Car ce n'est pas parce qu'il n'y a plus d'Atys ou d'Indes Galantes en stock que l'on doit arrêter de chercher. Hervé Niquet donne le 1er avril prochain Armide une nouvelle version, de 1778, dont la partition a été travaillée par le CMBV. Pour le fondateur du Concert Spirituel, « On a lu 5% de ce qu'il y a à la Bibliothèque nationale de France. Et c'est juste pour la France, alors je pense qu'en Italie, qui est si riche, en Espagne, où rien n'a été systématiquement exploré, il doit y avoir beaucoup de choses à trouver ». 

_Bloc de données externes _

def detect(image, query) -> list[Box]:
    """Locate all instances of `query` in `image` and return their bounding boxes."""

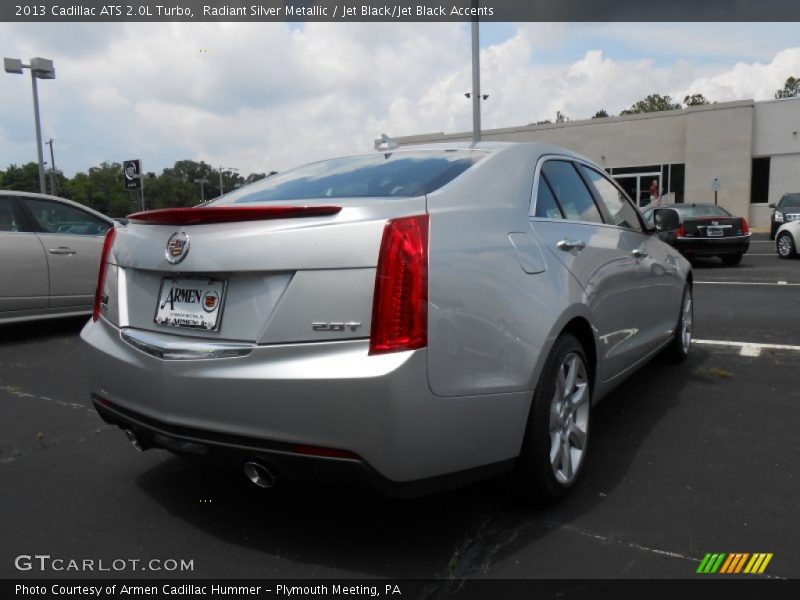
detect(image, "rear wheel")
[775,231,797,258]
[517,333,592,505]
[664,285,694,363]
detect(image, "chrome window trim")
[528,154,648,237]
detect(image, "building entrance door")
[612,171,662,206]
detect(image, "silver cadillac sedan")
[82,143,692,502]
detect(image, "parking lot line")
[692,340,800,356]
[694,281,800,286]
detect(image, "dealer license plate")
[155,277,226,331]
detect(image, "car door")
[25,198,109,308]
[579,165,683,357]
[531,158,638,380]
[0,195,49,319]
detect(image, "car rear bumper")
[82,318,531,494]
[674,236,750,256]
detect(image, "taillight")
[92,227,117,321]
[369,215,428,354]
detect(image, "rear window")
[212,150,486,206]
[670,204,731,218]
[778,194,800,208]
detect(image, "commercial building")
[393,98,800,227]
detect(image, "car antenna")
[376,133,400,159]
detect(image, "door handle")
[50,246,77,255]
[556,238,586,252]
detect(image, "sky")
[0,23,800,176]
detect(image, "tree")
[620,94,681,115]
[775,77,800,98]
[0,162,41,192]
[63,162,131,217]
[683,94,711,106]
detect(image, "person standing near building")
[650,179,661,206]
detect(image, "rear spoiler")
[127,206,342,225]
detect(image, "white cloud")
[0,23,800,180]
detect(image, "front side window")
[580,165,642,231]
[211,150,487,206]
[25,198,109,235]
[540,160,603,223]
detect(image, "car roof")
[0,190,114,225]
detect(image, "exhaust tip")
[244,461,275,489]
[123,429,144,452]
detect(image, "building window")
[669,163,686,204]
[750,156,770,204]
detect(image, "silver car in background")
[0,190,114,323]
[82,143,692,502]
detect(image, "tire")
[664,284,694,364]
[775,231,797,258]
[516,333,592,506]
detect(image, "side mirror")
[653,208,681,231]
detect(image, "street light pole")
[47,138,58,196]
[218,167,239,196]
[31,69,47,194]
[194,177,208,204]
[3,57,56,194]
[472,0,481,144]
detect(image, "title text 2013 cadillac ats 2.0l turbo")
[82,143,692,502]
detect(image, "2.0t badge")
[164,231,189,265]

J'ai dépassé les 60 ans, je ne vais pas encore faire une carrière de 50 ans, donc je suis en train de faire une pile de tout ce que je ne ferai jamais. J'ai déjà une cinquantaine d'opéras. A peu près 100 grands motets français, et c'est une infime partie de ce qu'il y a encore à lire..

Ce projet autour d'Armide permettra de découvrir une oeuvre nouvelle, une version entièrement remaniée de l'opéra de Lully qui n'a jamais vu le jour à cause de Gluck et de "son" Armide sortie un an plus tôt_._ Dans le même temps, il s'agit d'un nom d'oeuvre et d'un compositeur connus, plus propices à attirer du public. Car monter des œuvres inconnues représente évidement un risque. « La prise de risque, c'est une espèce de patate chaude que tout le monde se refile, juge Nicolas Bucher, le diffuseur dit "le public n'achète pas de billets", l'artiste dit "le diffuseur refuse mes propositions" et quand le CMBV propose un titre, on nous répond "jamais personne n'en voudra" ». Alors pour faciliter le travail, Nicolas Bucher essaye de mettre tout le monde autour de la table pour monter des projets. 

D'autres abordent la question autrement. Florence Bolton sort avec Benjamin Perrot un disque intitulé London - circa 1700 qui présente Purcell et ses contemporains. Pour elle, « on continue à découvrir, mais il faut offrir un autre regard » sur les œuvres défrichées. « le nom de Purcell est connu mais l'important, c'est de faire connaître d'autres musiciens très populaires à la même époque, mais il est difficile de faire aujourd’hui une intégrale William Croft. Trouver des thématiques donne l'image d'une époque, et pas seulement d'un compositeur, qui n'est pas forcément représentatif de toute une époque ».